2011A&A...535A.108C

Giant radio galaxy (GRG) lobes are excellent laboratories for studying the evolution of the particle and magnetic field energetics and the past activity of radiogalaxy jets, as indicated by recent results of X-ray observations with Suzaku. However, these results are based on assumptions of the shape and extension of the GRG lobe electron spectrum. We re-examine the energetics of GRG lobes as derived by inverse Compton scattering of cosmic microwave background (CMB) photons (ICS-CMB) by relativistic electrons in RG lobes to assess the realistic physical conditions of RG lobes, their energetics, and their radiation regime. We consider the steep-spectrum GRG DA 240 recently observed by Suzaku as a reference case and we also discuss other RG lobes observed with Chandra and XMM. We model the spectral energy distribution (SED) of the GRG DA 240 East lobe to obtain constraints on the shape and on the extension of the electron spectrum by using multi-frequency information from radio to gamma-rays.
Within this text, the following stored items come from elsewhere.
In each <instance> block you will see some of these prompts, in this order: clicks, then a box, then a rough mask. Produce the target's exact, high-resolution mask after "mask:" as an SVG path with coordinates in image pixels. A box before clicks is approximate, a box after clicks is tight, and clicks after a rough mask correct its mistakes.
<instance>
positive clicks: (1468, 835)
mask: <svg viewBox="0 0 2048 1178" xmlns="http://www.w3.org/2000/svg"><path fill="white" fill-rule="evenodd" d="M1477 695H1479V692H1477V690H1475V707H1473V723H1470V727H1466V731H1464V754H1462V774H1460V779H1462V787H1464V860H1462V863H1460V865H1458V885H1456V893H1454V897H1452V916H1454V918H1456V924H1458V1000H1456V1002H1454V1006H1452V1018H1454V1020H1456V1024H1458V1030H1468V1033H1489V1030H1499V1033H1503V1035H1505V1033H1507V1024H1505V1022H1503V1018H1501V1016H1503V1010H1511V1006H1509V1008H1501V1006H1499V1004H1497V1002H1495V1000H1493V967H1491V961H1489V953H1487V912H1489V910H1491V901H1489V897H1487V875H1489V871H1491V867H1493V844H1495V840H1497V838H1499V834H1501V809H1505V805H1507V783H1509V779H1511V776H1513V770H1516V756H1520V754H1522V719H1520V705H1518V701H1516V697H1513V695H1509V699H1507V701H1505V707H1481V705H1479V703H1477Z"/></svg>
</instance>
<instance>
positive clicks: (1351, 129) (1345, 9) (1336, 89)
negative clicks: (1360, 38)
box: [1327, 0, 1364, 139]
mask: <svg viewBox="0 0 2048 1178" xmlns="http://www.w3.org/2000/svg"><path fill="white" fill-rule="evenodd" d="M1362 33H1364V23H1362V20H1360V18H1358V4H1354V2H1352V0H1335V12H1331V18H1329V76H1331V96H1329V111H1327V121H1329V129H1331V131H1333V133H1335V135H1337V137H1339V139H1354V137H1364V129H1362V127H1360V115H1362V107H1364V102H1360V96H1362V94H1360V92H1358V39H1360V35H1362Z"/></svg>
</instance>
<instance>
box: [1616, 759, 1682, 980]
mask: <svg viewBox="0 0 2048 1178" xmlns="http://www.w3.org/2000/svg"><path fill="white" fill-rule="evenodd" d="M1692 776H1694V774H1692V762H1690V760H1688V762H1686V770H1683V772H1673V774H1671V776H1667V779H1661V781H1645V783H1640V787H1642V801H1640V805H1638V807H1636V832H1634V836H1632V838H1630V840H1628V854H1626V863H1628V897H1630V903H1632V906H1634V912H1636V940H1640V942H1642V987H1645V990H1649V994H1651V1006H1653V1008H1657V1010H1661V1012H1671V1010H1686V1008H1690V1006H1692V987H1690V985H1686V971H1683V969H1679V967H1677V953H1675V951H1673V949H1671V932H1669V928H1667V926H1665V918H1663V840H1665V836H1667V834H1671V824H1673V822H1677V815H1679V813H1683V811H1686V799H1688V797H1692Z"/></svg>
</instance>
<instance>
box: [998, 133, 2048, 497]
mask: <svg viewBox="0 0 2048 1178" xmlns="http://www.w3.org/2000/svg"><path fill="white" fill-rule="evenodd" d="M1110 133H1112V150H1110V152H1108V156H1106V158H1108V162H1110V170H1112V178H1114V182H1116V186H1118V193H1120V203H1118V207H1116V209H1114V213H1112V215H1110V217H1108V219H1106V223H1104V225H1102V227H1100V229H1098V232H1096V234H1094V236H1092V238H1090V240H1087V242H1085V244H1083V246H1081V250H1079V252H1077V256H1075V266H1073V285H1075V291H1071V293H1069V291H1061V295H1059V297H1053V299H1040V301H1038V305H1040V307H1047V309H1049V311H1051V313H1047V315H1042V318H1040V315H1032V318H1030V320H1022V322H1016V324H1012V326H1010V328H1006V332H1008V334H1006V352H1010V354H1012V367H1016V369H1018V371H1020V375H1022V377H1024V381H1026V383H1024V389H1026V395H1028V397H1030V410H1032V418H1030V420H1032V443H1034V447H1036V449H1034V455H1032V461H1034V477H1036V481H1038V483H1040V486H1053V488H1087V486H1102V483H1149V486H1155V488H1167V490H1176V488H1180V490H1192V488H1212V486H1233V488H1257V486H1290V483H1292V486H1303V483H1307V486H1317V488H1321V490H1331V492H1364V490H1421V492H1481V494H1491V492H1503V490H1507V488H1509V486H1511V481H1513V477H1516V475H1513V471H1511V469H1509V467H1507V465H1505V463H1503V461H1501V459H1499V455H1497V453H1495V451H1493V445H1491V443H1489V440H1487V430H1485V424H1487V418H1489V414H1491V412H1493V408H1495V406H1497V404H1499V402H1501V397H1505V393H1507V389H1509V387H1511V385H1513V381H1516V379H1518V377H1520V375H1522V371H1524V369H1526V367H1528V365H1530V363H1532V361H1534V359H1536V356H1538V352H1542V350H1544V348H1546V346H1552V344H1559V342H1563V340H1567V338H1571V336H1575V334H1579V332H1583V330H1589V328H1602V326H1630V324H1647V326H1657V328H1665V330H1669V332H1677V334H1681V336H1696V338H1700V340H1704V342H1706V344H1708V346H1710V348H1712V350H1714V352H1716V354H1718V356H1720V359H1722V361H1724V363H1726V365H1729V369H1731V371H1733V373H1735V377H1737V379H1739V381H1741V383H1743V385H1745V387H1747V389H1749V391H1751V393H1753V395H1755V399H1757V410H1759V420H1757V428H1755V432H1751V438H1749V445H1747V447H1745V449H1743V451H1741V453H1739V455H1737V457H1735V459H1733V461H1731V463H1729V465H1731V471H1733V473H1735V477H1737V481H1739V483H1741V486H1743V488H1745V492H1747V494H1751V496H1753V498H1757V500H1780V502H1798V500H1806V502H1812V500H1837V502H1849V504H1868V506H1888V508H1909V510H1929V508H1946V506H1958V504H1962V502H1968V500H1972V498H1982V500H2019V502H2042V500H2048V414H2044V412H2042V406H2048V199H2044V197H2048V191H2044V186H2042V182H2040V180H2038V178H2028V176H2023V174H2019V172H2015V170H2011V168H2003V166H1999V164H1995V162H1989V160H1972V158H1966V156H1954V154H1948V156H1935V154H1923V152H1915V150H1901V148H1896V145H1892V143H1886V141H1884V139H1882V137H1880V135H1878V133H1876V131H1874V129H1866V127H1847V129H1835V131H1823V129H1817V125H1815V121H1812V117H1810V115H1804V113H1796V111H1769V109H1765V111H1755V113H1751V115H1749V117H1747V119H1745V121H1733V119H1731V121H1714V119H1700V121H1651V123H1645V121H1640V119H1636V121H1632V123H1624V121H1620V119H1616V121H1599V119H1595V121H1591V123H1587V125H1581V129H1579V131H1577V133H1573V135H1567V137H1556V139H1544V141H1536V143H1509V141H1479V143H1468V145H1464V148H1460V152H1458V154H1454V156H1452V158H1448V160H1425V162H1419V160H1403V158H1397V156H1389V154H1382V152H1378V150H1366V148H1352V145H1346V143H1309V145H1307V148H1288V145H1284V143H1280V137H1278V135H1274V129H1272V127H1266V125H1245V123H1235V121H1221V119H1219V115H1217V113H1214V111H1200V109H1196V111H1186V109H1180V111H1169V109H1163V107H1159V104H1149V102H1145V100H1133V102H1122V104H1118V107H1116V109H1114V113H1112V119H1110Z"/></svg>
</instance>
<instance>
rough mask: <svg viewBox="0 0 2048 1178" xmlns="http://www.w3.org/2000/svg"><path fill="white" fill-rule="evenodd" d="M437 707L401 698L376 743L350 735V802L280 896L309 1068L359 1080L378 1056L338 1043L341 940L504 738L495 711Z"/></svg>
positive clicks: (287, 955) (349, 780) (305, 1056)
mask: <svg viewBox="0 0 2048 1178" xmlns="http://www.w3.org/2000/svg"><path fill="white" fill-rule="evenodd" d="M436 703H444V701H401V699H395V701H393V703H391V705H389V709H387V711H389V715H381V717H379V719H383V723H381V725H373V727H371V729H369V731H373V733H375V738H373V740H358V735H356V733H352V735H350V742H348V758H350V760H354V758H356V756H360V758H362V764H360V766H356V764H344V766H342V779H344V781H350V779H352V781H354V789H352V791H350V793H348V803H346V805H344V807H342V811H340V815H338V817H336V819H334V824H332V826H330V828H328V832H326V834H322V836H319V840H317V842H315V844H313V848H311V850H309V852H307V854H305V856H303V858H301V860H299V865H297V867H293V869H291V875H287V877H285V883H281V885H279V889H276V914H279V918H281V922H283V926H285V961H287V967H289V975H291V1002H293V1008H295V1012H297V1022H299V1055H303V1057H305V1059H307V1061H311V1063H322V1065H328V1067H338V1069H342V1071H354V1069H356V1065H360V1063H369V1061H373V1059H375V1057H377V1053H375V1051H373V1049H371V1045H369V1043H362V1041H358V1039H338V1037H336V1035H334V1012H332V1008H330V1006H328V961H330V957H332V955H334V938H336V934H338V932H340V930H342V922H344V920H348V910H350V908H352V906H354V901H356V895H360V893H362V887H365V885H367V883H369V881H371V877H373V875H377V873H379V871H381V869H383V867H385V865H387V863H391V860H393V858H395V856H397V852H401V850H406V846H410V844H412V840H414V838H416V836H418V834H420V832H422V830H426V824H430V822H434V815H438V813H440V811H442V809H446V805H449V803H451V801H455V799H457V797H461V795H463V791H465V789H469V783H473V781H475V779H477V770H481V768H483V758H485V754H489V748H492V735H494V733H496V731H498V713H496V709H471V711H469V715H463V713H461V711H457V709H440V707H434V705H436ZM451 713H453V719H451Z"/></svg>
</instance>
We use radio and X-ray data to constrain the shape and normalization of the electron spectrum and we then calculate the Sunyaev-Zel'dovich (SZ) effect expected in GRG lobes that is sensitive to the total electron energy density. We show that the electron energy density U_e derived form X-ray observations can yield only a rough lower limit to its actual value and that most of the estimates of U_e based on X-ray measurements have to be increased even by a large factor by considering realistic estimates of the lower electron momentum p₁. This moves RG lobes away from the equipartition condition toward a particle-dominated and Compton power dominance regime. We propose to use the distribution of RG lobes in the U_e/U_B vs. U_e/U_CMB plane as another divide divide between the different physical regimes of particle and field dominance and radiation mechanism dominance in RG lobes. We conclude that the SZ effect produced by ICS-CMB mechanism observable in RG lobes provides reliable estimate of p₁ and U_e and is the best tool to determine the total energy density of RG lobes and to assess their physical regime. This observational tool is available with the sensitive high-frequency radio and mm experiments.